El tercero de los modelos, el más minoritario, es aquel por el que se defiere al Poder Legislativo la potestad de convocatoria electoral. En puridad, y por lo que atañe a las elecciones, sólo en un país, Brasil, se prevé, corno ya hemos tenido oportunidad de señalar, la convocatoria electoral por el legislador mediante ley. Bien es verdad que en Colombia, aún no estipulándose nada por el ordenamiento jurídico, las elecciones de 1994 han sido convocadas también mediante ley, como asimismo comentamos en un momento precedente. Sin embargo, el Poder Legislativo, en otros dos países, asume competencias de convocar al cuerpo electoral, no a unos comicios, pero sí, por contra, a una consulta electoral referendaria o plebiscitaria. Y así, en Nicaragua, el Decreto Legislativo por el que se ha de convocar un plebiscito o referéndum emana de la Asamblea Nacional, mientras que en Paraguay la convocatoria a referéndum se hará mediante una Ley de la Nación.
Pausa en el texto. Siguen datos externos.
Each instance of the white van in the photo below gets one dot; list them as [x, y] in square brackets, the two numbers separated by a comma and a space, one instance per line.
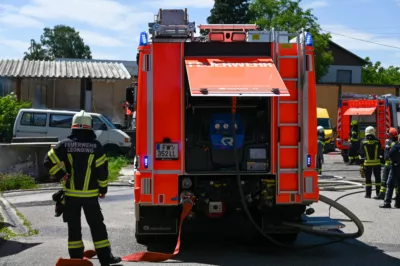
[57, 123]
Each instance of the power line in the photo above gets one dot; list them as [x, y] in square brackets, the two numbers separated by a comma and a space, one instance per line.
[381, 44]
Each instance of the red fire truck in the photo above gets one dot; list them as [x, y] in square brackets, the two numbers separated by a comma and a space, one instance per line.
[228, 119]
[381, 112]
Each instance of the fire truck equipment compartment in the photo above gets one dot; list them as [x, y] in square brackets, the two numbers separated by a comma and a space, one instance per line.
[360, 111]
[234, 77]
[209, 144]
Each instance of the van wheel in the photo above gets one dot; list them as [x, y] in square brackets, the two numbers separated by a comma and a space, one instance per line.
[112, 151]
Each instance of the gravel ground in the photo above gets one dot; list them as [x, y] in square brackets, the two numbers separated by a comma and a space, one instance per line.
[379, 245]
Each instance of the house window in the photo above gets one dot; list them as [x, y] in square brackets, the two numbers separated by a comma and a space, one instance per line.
[61, 121]
[344, 76]
[34, 119]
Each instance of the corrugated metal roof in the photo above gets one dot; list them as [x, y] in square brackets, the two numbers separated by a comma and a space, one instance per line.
[63, 69]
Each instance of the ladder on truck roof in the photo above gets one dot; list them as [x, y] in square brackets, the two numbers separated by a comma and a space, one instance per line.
[285, 169]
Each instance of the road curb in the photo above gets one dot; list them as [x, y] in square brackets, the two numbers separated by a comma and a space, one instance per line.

Plazo para la convocatoria

Al abordar el plazo, el momento en el que debe hacerse la convocatoria electoral, deben analizarse dos aspectos diferentes: de un lado, si el ordenamiento prevé un único plazo o, por contra, plazos diferenciados según el tipo de comicios, y de otro, el momento especifico en que por mandato legal debe formalizarse la convocatoria electoral.

Cuadro 3: Regulación del plazo de la convocatoria

Plazo único

Plazo variable según tipo de elecciones

no hay regulación sobre el plazo de la convocatoria

Argentina

Costa Rica

Ecuador

El Salvador

Honduras

Panamá

Perú

República Dominicana

Bolivia

Cuba

Guatemala

Paraguay

Venezuela

Brasil

Chile

Colombia

Nicaragua

Uruguay

Por lo que al primer aspecto se refiere, ocho países (Argentina, Costa Rica, Ecuador, El Salvador, Honduras, Panamá, Perú y la República Dominicana) optan por un plazo único, idéntico para todo tipo de comicios, con la precisión adicional de que en Costa Rica se salva expresamente del mismo la convocatoria de elecciones constituyentes. En un segundo grupo nos encontramos cinco países (Bolivia, Cuba, Guatemala, Paraguay y Venezuela) en los que el plazo es variable, pues difiere en función del tipo de comicios de que se trate, con una sola precisión, referente a Paraguay, país en el que el plazo es único para todo tipo de elecciones de cargos públicos, si bien difiere del mismo el plazo para la convocatoria de un referéndum. Finalmente, en otros cinco países (Brasil, Chile, Colombia, Nicaragua y Uruguay) no encontramos previsiones específicas sobre este punto, bien que en relación a Uruguay el art° 148 de la Constitución prevea, para el supuesto de convocatoria anticipada de elecciones por virtud de una previa disolución parlamentaria, el momento de celebración de los comicios (el octavo domingo siguiente a la fecha de la disolución), lo que, en cuanto que la convocatoria debe hacerse en el Decreto de disolución, viene a suponer en alguna medida la fijación de un plazo predeterminado que ha de mediar entre la convocatoria electoral y los comicios.
Cuadro 4: Convocatoria en los países que establecen un plazo único.

País

Plazo de convocatoria en relación a la fecha de las elecciones

Argentina

90 días antes

Costa Rica

1° de octubre del año anterior1+2

Cuba

90 días antes

Ecuador

120 días antes

El Salvador

4 meses antes3

Honduras

6 meses antes

Panamá

6 meses más 30 días antes4

Perú

8 meses antes

República Dominicana

2 meses antes

1 en Costa Rica las elecciones generales se celebran constitucionalmente el primer domingo de febrero del año en que el nuevo mandato presidencial empieza; 2 en el caso de elecciones constituyentes el plazo queda a la libre decisión del Tribunal Supremo de Elecciones; 3 en el caso de una 2a vuelta presidencial no menos de 15 días antes; 4 el plazo de la convocatoria se determina en relación al comienzo del proceso electoral (30 días antes) que, cuya apertura será decretada 6 meses antes de las elecciones.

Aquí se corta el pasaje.